Projects can be done individually, or in small groups. Large groups
are also okay, but often require additional effort to organize and
divide the work. Groups combining people from different
fields are particularly encouraged. Feel free to use the class
email list cse527.washington.edu
to brainstorm project ideas, try to round
up partners, etc.
Choices for the project include, but are not limited to:
- Literature review: Read 4-5 papers on a coherent topic, and
report on them.
- Implementation: Read 2-3 background papers, implement the
algorithms (or find existing software which implements the algorithms),
find some test data, and report on the results.
Each group should send me a paragraph describing their topic, the
initial papers, and the implementations and test data (if
applicable). Please try to do this by 10/29.

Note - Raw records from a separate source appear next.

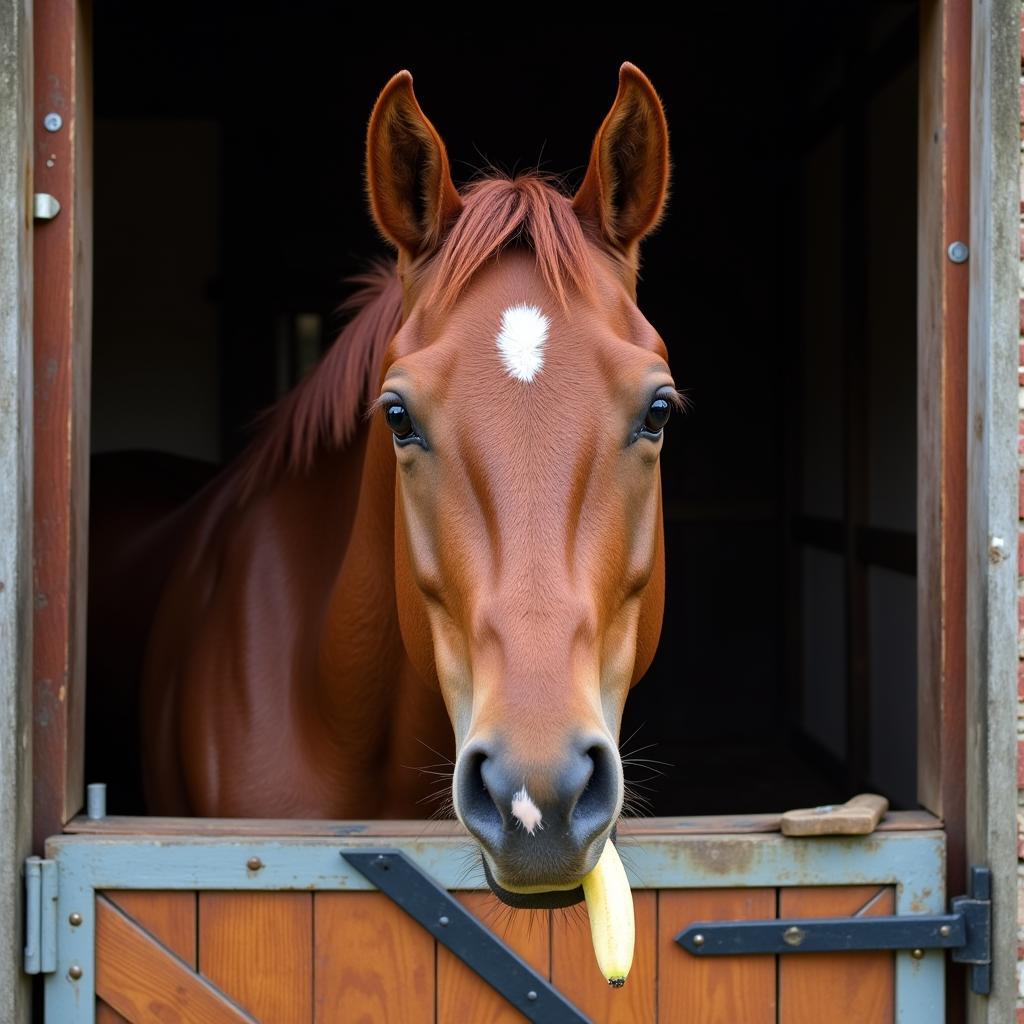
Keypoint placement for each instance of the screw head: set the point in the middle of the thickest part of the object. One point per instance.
(957, 252)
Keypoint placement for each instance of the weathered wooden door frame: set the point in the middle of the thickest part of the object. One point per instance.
(991, 473)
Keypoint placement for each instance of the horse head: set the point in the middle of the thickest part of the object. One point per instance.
(526, 396)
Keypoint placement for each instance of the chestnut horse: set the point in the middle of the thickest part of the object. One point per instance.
(474, 564)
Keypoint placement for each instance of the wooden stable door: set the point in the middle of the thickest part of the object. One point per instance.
(337, 957)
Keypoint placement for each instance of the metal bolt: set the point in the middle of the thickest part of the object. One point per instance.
(957, 252)
(95, 801)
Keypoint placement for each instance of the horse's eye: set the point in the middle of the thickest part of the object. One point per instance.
(398, 420)
(657, 416)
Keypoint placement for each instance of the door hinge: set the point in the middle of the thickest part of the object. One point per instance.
(40, 915)
(966, 932)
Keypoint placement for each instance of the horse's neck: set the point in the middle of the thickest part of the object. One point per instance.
(378, 713)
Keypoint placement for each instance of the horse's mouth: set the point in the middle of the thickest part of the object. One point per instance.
(549, 900)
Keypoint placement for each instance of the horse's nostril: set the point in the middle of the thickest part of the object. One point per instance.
(598, 801)
(476, 805)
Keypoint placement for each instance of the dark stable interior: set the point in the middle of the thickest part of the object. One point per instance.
(229, 208)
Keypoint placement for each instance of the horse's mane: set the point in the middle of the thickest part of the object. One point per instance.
(499, 210)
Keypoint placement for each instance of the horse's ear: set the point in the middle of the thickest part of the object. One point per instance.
(412, 196)
(626, 186)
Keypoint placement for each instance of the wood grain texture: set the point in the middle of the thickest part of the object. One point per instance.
(845, 988)
(168, 916)
(857, 816)
(722, 989)
(144, 982)
(724, 824)
(943, 198)
(462, 994)
(62, 268)
(576, 974)
(373, 962)
(258, 948)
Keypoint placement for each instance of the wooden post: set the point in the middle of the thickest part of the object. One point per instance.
(992, 483)
(15, 495)
(62, 320)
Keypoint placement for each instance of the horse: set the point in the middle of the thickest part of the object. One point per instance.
(450, 534)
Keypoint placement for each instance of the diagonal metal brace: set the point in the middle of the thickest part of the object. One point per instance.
(449, 922)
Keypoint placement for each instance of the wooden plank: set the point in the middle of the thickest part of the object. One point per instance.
(373, 962)
(257, 947)
(721, 824)
(845, 988)
(168, 916)
(143, 982)
(574, 971)
(723, 988)
(943, 190)
(15, 498)
(62, 318)
(462, 994)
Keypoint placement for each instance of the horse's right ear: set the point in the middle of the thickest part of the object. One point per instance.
(412, 196)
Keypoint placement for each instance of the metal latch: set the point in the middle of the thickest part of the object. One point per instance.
(40, 915)
(966, 932)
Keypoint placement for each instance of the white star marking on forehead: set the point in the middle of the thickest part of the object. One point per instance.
(520, 341)
(527, 813)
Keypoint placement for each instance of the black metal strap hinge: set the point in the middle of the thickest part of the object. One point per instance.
(449, 922)
(966, 932)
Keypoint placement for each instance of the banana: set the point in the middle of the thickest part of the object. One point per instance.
(609, 906)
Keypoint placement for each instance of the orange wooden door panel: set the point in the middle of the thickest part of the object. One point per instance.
(841, 988)
(142, 981)
(373, 962)
(720, 989)
(168, 916)
(258, 948)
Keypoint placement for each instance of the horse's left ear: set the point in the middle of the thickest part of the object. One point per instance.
(412, 196)
(626, 186)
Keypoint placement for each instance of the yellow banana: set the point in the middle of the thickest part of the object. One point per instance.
(609, 906)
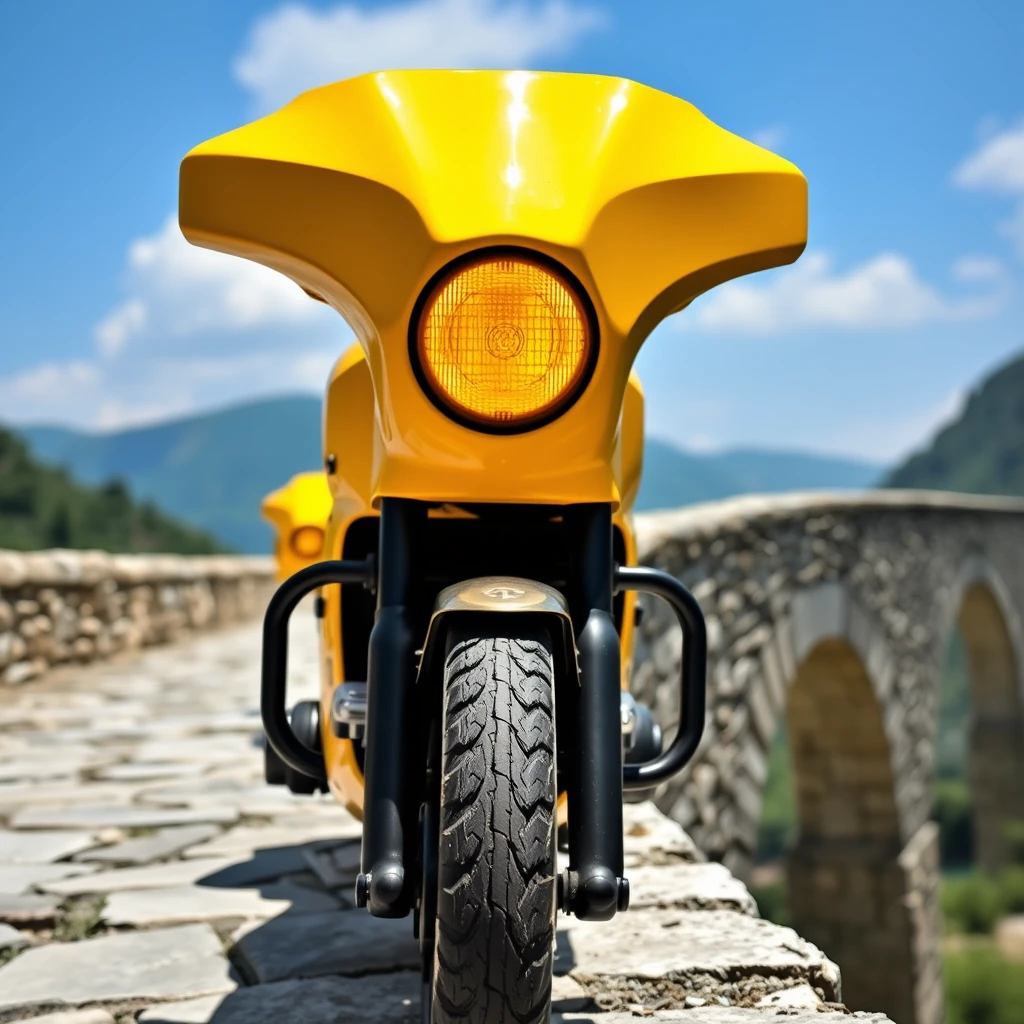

Early in finals week, hand in a paper (approximately 5-10 pages) describing
the project, and give a 20-30 minute presentation.
Some ideas:
- Look at last year's project list.
- One large and important area of work in
microarray analysis that I did not touch on in lecture is
microarray normalization and/or evaluation of normalizations.
Artifacts often appear in microarray data. How can we best get
rid of them? [I have a specific scheme in mind that I'd be
interested to see compared to published ones, if this area
interests you, but doubtless you can think of others.]
- Another is sensitive, reliable detection of genes that are
differentially expressed between two or more conditions, say
tumor vs normal. Lots of things have been tried: fold-change,
plain old t-test, ANOVA, non-parametric tests like Wilcoxon,
etc. Read about some of them, maybe compare them on some
published data. I think this would be especially interesting if
you or one of your partners knows enough biology to make some
informed guesses as to whether there's a good "story" behind
some of the genes turned up in a given data set.
- There is also interesting work on learning not just
individual genes, but pathways or regulatory networks from
microarray or other high-throughput data. I could suggest a
few papers in this area if you need some starting points.
- All clustering algorithms get increasingly impractical as the
data set size grows. How might you cope with this?
- Compare Gibbs and MEME: literature review or test on some data
- Gibbs greedy vs. sampling. Is greedy better or worse?
- Try your favorite algorithm on your favorite organism
- Sequence data from a few regions is now available from a
dozen+ vertebrates. What can you learn, especially about conserved
non-coding regions?
- Many others possible, too ...
A Nobel prize is great; so is a result of the form ``I tried x to
solve y, but it didn't work'' (but give some thought to why it
failed and maybe suggest a next step to try).